Wednesday, February 8, 2006

The ghost of internet past

Whilst working on the latest series of seminars for Netdata and HIE Moray I've been designing a quick 2 minute presentation to sum up the entire history of the web. Of course I made it doubly diffcult by going right back to the invention of the telephone. Well I had to start somewhere, and being as I live in Edinburgh, where better than with Alexander Graham Bell. But when he uttered the famous words "Mr Watson. Come here. I need you" in 1876, he obviously knew he had made a great invention, but just how great he couldn't have known.

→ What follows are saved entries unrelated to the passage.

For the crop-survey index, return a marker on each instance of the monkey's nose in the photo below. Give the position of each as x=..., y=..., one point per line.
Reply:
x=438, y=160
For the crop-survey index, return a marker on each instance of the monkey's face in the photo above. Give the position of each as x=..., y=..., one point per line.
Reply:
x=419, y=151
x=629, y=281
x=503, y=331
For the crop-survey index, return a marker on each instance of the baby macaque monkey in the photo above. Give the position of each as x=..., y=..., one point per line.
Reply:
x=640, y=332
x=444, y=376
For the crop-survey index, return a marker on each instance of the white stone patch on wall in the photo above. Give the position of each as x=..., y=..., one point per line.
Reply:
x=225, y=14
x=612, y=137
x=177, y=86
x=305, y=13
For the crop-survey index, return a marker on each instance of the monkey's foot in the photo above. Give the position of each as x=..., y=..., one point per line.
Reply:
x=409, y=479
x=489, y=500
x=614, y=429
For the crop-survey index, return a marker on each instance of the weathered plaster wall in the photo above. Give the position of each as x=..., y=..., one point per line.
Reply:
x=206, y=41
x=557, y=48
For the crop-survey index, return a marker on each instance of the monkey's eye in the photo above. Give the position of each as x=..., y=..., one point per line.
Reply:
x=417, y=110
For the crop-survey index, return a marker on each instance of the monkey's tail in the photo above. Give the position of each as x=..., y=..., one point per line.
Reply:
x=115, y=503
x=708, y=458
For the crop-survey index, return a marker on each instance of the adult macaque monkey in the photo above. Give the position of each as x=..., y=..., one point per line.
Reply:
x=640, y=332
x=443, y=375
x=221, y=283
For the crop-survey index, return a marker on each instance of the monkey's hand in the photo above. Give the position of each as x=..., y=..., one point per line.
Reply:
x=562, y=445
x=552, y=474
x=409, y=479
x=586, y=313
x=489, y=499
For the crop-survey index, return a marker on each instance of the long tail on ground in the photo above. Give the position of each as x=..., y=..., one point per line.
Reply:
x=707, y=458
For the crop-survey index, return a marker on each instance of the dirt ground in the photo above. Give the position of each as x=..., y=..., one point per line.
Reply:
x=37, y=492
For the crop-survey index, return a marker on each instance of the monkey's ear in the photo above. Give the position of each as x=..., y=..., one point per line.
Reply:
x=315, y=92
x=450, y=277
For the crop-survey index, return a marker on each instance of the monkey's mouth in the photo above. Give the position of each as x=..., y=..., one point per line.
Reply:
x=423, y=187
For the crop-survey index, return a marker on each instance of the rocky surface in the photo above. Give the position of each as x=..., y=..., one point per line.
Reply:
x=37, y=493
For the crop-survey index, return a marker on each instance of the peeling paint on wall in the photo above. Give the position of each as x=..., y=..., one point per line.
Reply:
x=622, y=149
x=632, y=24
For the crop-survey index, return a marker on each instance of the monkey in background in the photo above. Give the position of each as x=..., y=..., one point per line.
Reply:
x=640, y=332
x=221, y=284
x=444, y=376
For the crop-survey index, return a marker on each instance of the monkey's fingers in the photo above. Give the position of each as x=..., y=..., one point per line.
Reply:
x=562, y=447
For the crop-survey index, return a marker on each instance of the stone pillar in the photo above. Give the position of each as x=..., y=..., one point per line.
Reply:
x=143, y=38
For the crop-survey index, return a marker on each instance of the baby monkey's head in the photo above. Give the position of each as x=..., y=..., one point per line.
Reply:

Humans love to communicate and time after time any invention that involves communication (even one-way) becomes all pervasive. The postal system, morse code, the telegraph, telephone, radio, TV and the mobile phone have all had a huge effect in bridging the physical gap between one human and another.

But the internet was also born out of post-war paranoia and justified fear. Paranoia over mother Russia's space exploration and the justified fear of the atomic bomb. And from these negative emotions was born the idea of a communication system which had no hub, no centre point, no 'Achilles Heel' . A self-replicating network of nodes. Destroy one and another takes its place.Thus the internet slowly, amorphously developed and continues to sprout forth its digital tentacles into every aspect of our lives.


Parasitical? Viral? Maybe. But it is more a reflection of your own particular world vision .

I prefer to believe that it creates more than it degrades and that my Edinburgh born fellow citizen, Mr Bell, would have been chuffed indeed.


By the way, what did he need Watson for anyway?